Abstract
In this thesis we look at a scalable way of identifying long-term high rate flows without maintaining per flow state information proportional to the number of flows. Identification of high-rate flows is useful at the time of congestion. This thesis proposes and evaluates a scheme for identifying high-rate flows without explicitly measuring the rates of the flows. Typical Internet traffic consists of a large fraction of flows that are ON/OFF in nature. Maintaining state information for every flow is unnecessary and expensive. We observe that this is a situation similar to the cache memory management in that we want to maintain information only on high rate flows (corresponding to frequently-referenced data items) using fixed space.
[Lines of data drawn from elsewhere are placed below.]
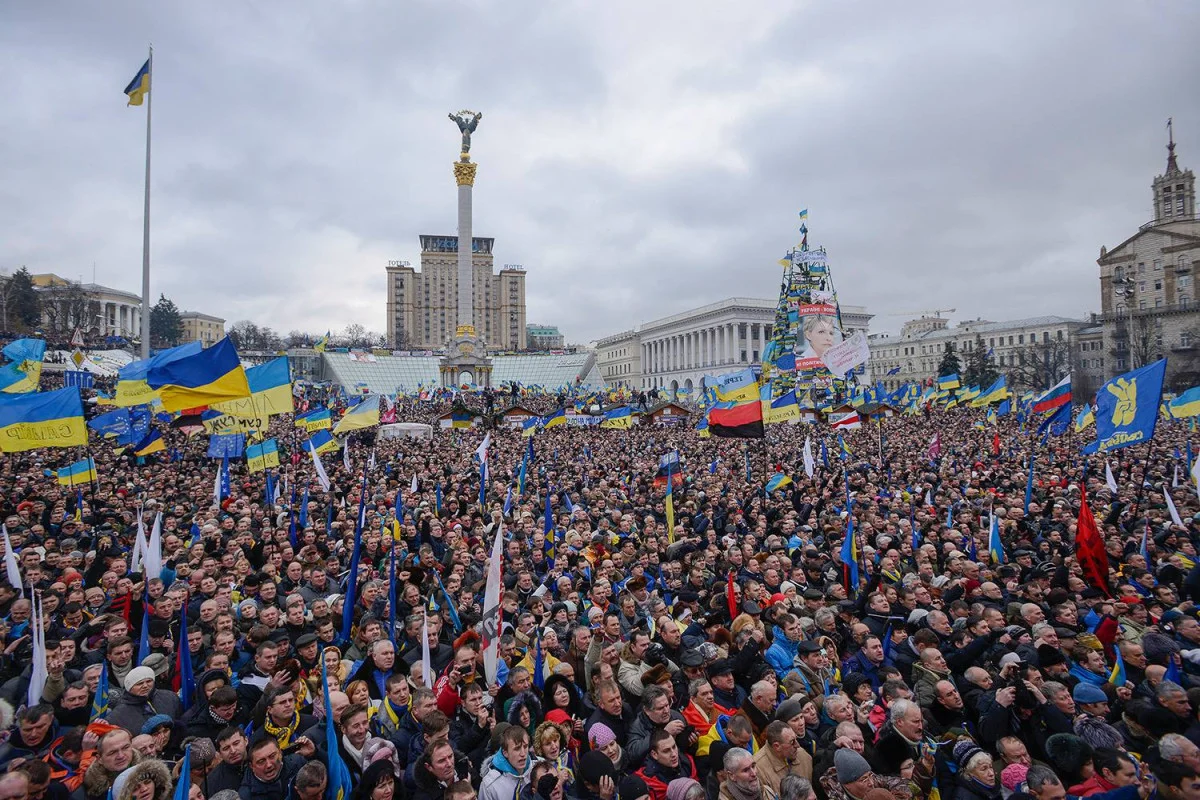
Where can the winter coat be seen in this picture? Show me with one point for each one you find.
(131, 711)
(156, 771)
(97, 780)
(501, 781)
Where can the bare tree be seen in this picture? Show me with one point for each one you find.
(66, 307)
(1145, 338)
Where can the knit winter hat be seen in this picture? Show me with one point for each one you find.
(1013, 775)
(600, 735)
(631, 788)
(964, 751)
(850, 765)
(595, 765)
(136, 677)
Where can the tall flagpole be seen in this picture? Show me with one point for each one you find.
(145, 227)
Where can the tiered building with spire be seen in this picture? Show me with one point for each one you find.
(1149, 300)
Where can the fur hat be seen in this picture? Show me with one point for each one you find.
(850, 765)
(136, 677)
(1068, 753)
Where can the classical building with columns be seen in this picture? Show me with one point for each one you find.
(673, 353)
(96, 310)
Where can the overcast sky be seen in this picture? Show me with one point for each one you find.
(637, 158)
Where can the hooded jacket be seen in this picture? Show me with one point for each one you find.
(502, 781)
(153, 769)
(97, 780)
(781, 654)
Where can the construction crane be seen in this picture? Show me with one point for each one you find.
(933, 312)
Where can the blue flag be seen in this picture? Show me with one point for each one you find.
(1029, 486)
(1127, 407)
(100, 703)
(186, 678)
(339, 787)
(184, 788)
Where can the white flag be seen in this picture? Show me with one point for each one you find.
(491, 623)
(1170, 506)
(139, 547)
(321, 468)
(153, 555)
(10, 564)
(426, 661)
(843, 358)
(37, 633)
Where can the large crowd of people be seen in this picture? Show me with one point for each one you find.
(733, 657)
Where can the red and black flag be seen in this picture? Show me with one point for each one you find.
(1090, 548)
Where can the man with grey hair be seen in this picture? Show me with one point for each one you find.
(741, 777)
(1043, 783)
(1181, 750)
(900, 738)
(759, 709)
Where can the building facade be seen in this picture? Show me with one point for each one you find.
(673, 353)
(544, 337)
(619, 360)
(95, 310)
(201, 328)
(423, 310)
(1027, 352)
(1149, 306)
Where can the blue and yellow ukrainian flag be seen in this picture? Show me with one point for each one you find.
(739, 386)
(139, 85)
(100, 702)
(994, 394)
(208, 377)
(316, 420)
(270, 392)
(42, 420)
(784, 409)
(24, 372)
(1117, 675)
(778, 481)
(82, 471)
(264, 456)
(364, 415)
(321, 441)
(1186, 404)
(1086, 417)
(151, 444)
(618, 419)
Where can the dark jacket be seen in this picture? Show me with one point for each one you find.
(131, 711)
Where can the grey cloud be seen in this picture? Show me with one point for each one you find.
(951, 155)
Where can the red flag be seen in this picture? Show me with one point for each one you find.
(1090, 548)
(731, 597)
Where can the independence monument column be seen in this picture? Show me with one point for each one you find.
(466, 360)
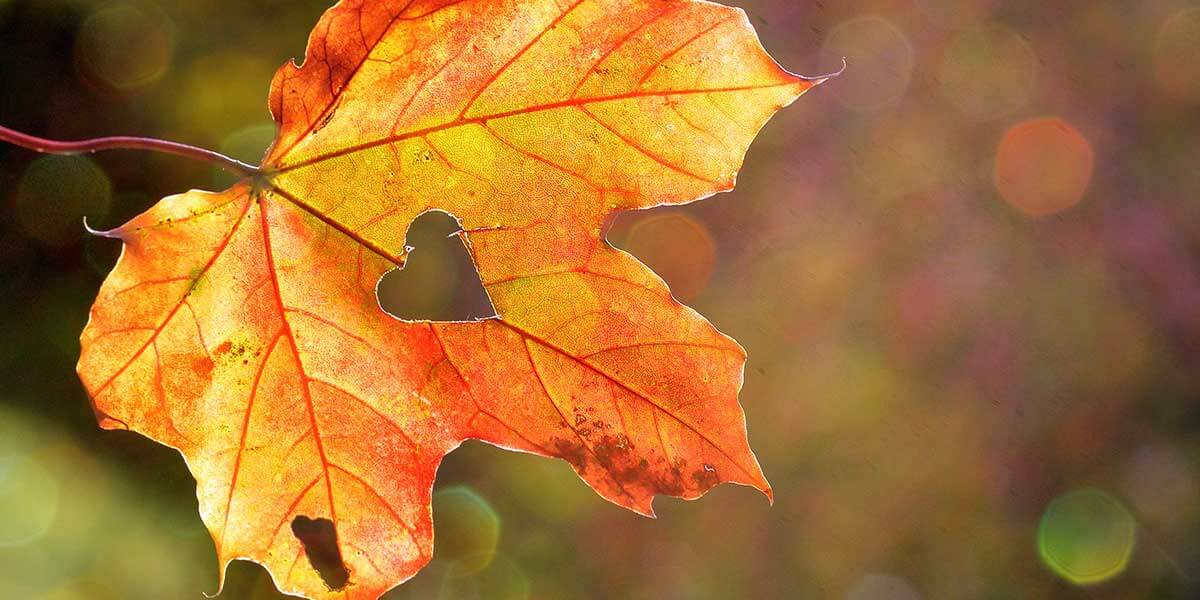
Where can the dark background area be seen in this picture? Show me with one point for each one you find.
(966, 275)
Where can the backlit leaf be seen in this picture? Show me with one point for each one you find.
(243, 327)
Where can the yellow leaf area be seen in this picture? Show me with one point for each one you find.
(243, 328)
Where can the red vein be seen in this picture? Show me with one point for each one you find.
(564, 103)
(295, 503)
(411, 529)
(629, 389)
(550, 397)
(171, 315)
(622, 41)
(651, 345)
(245, 431)
(295, 354)
(646, 153)
(354, 72)
(495, 77)
(682, 47)
(340, 227)
(373, 409)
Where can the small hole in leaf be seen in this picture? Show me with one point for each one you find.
(319, 539)
(439, 281)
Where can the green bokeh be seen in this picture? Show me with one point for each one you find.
(1086, 537)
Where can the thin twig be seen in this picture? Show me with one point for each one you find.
(126, 143)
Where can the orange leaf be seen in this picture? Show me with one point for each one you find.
(243, 328)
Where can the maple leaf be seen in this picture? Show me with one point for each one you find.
(243, 328)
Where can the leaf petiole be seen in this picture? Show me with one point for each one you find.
(127, 143)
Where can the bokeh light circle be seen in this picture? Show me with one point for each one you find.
(468, 529)
(677, 247)
(880, 57)
(126, 45)
(29, 501)
(988, 71)
(57, 192)
(1176, 55)
(1086, 537)
(1043, 166)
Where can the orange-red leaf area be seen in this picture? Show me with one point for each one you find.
(243, 327)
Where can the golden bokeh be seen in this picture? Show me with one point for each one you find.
(126, 45)
(1043, 166)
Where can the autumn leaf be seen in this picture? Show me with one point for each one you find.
(243, 328)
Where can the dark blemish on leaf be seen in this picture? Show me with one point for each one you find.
(571, 453)
(706, 478)
(319, 540)
(612, 450)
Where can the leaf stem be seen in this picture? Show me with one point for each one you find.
(126, 143)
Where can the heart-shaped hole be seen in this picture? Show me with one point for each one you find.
(439, 281)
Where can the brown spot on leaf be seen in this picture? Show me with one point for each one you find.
(319, 540)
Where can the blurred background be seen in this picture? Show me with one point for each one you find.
(966, 271)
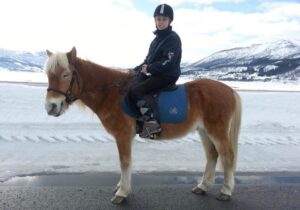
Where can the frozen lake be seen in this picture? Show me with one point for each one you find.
(33, 142)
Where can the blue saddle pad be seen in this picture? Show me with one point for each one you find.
(172, 105)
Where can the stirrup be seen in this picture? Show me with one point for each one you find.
(150, 129)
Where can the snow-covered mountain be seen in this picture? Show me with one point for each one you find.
(275, 60)
(22, 61)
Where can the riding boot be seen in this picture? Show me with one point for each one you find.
(151, 126)
(139, 126)
(150, 129)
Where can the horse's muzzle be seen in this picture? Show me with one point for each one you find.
(54, 109)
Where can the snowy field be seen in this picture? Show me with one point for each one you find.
(31, 142)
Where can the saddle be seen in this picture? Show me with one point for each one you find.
(172, 104)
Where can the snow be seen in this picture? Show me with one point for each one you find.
(34, 143)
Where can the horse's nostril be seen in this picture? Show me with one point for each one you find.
(53, 106)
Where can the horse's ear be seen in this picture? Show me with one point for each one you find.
(49, 53)
(72, 56)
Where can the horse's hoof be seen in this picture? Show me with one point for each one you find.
(198, 191)
(116, 189)
(117, 200)
(223, 197)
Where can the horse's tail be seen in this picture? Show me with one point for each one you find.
(235, 126)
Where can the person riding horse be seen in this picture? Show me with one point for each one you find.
(160, 69)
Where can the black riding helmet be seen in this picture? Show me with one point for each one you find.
(164, 10)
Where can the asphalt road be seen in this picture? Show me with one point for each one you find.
(163, 191)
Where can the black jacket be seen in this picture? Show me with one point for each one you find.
(164, 55)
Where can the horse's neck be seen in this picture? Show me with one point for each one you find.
(95, 76)
(98, 84)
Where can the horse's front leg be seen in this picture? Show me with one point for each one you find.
(124, 186)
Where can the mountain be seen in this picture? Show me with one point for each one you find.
(270, 61)
(22, 61)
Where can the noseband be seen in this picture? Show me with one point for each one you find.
(68, 93)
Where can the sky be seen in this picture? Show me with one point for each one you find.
(118, 32)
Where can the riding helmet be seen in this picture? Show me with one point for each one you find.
(164, 10)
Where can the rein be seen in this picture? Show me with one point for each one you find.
(68, 93)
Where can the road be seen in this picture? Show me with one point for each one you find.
(164, 190)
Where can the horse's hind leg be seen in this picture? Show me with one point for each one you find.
(227, 157)
(124, 186)
(208, 178)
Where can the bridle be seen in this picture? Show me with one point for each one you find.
(68, 93)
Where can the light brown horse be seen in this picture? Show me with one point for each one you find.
(214, 110)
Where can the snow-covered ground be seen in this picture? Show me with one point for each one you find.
(33, 142)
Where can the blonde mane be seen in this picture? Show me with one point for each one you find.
(60, 59)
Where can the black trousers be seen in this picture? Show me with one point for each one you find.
(142, 88)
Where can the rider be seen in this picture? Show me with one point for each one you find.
(160, 69)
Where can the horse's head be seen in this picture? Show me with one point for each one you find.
(63, 84)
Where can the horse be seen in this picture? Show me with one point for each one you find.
(213, 110)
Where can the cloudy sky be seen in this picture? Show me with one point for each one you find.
(118, 32)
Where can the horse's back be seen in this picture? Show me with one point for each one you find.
(214, 99)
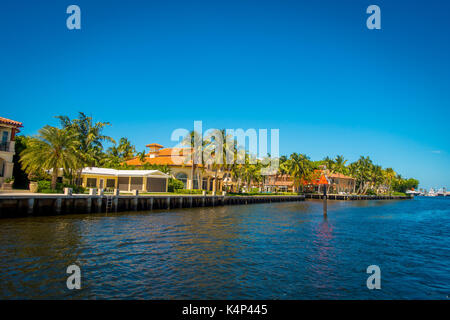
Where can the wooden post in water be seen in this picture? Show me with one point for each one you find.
(325, 200)
(324, 182)
(30, 206)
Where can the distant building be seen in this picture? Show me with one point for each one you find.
(180, 164)
(337, 182)
(278, 183)
(8, 130)
(125, 180)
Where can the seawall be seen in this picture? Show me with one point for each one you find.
(50, 204)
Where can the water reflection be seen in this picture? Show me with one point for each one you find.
(266, 251)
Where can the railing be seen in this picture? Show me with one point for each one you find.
(4, 146)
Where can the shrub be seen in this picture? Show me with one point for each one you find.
(186, 191)
(174, 185)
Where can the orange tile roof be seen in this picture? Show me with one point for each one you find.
(154, 145)
(339, 175)
(167, 152)
(17, 124)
We apply the LRU (least recent used) policy in selecting the high rate flows only. We observe that the single definition of a flow by the address/port/protocol quintuple unduly increases the observed number of flows, since approximately more than half of all flows so-defined are single-packet flows, i.e. about 50% of such quintuples are observed in only one packet over a timeout interval, e.g. of 100 seconds. We introduce a random decimator to filter them out statistically.
Kim, In-Koo (2001). Analyzing network traces to identify long-term high rate flows. Master's thesis, Texas A&M University. Available electronically from
https : / /hdl .handle .net /1969 .1 /ETD -TAMU -2001 -THESIS -K542.